Actually, a lot of employers don't pay their workers - some people didn't get paychecks from the July and it's December now -it's all because our laws are the way they are - nobody care for it and an employer can declare bankruptcy and open a new firm, and who cares for the workers? It's a banana country, I admit that 
	

	
	
		
		

		
		
	


	




- - - Updated - - -



TKent said:


> Woo hoo!  Schrods I hope this doesn't eat into WF time???  You better keep your priorities straight young lady.
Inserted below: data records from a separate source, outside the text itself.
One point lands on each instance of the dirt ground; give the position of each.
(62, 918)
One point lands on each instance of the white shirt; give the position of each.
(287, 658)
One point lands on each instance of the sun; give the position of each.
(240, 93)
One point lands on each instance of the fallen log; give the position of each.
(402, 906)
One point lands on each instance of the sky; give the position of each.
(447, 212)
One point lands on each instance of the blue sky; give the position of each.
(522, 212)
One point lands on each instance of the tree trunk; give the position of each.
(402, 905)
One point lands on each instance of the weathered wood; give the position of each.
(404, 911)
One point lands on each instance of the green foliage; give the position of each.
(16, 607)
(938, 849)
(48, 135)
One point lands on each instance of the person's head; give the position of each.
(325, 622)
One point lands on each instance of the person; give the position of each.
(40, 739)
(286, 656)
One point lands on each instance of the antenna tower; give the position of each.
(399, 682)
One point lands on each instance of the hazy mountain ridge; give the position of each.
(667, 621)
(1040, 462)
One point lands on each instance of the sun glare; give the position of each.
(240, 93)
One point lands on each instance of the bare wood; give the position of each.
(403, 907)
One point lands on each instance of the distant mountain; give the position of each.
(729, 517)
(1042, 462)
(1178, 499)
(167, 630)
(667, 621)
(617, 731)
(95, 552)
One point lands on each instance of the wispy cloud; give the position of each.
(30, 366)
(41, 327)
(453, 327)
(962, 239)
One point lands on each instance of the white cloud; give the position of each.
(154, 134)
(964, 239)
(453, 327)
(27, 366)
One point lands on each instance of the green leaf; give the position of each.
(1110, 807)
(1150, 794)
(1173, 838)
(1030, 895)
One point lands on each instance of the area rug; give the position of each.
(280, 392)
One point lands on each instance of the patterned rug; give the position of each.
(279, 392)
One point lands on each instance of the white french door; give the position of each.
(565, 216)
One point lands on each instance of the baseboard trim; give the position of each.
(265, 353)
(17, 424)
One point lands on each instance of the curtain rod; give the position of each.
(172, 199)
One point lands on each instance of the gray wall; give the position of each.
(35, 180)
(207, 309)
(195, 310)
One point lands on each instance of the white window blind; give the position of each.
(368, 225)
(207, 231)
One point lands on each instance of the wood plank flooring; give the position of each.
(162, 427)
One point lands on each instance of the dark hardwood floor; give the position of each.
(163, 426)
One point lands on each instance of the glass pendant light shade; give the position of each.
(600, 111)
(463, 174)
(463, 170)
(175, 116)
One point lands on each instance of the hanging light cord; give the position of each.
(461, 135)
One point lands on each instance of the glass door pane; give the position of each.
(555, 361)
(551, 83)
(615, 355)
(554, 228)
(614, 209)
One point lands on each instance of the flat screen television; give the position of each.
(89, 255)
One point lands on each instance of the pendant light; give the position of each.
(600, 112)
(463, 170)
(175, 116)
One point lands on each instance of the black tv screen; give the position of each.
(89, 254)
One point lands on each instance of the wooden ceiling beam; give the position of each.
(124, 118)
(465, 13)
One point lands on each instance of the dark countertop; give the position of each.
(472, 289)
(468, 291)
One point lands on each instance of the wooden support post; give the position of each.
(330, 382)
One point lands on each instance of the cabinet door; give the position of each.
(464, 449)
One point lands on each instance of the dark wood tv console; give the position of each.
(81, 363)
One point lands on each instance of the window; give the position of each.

Well, I'm here  Don't worry, WF time is just WF time


----------



## Deleted member 56686 (Dec 12, 2014)

They try to sneak out of it in the US too. We have something called Workmens' Compensation insurance that all employers must pay into. They are good at trying not to pay injured workers. I imagine it's a problem all over the world


----------



## dale (Dec 12, 2014)

Schrody said:


> Actually, a lot of employers don't pay their workers - some people didn't get paychecks from the July and it's December now -it's all because our laws are the way they are - nobody care for it and an employer can declare bankruptcy and open a new firm, and who cares for the workers? It's a banana country, I admit that
> 
> 
> 
> ...



oh. i was just clownin' with you. i didn't know it was really like that sometimes over there. well, you'll make it. you have
the mind to do that.


----------



## Schrody (Dec 12, 2014)

Well, we have the law - but nobody really care, and cases know to last for years.

- - - Updated - - -



dale said:


> oh. i was just clownin' with you. i didn't know it was really like that sometimes over there. well, you'll make it. you have
> the mind to do that.



I know what you meant  Everything's falling apart, but what do I care, the state is the one who pays me :mrgreen: You know what they say - the neighbor's grass is always greener


----------



## escorial (Dec 12, 2014)

well done kidda


----------



## dale (Dec 12, 2014)

Schrody said:


> Well, we have the law - but nobody really care, and cases know to last for years.
> 
> - - - Updated - - -
> 
> ...



  is it? i mean...falling apart? not being "cold" or anything....but can you tell me your opinion on why? because i think i'm witnessing "the beginning" of my own country falling apart. i think the USA will basically crumble like the old soviet union did back in the 80s. i give it 20 years or less. but i'd like to hear about your views on the "why" your country is "falling apart", if you don't mind.


----------



## Schrody (Dec 12, 2014)

dale said:


> is it? i mean...falling apart? not being "cold" or anything....but can you tell me your opinion on why? because i think i'm witnessing "the beginning" of my own country falling apart. i think the USA will basically crumble like the old soviet union did back in the 80s. i give it 20 years or less. but i'd like to hear about your views on the "why" your country is "falling apart", if you don't mind.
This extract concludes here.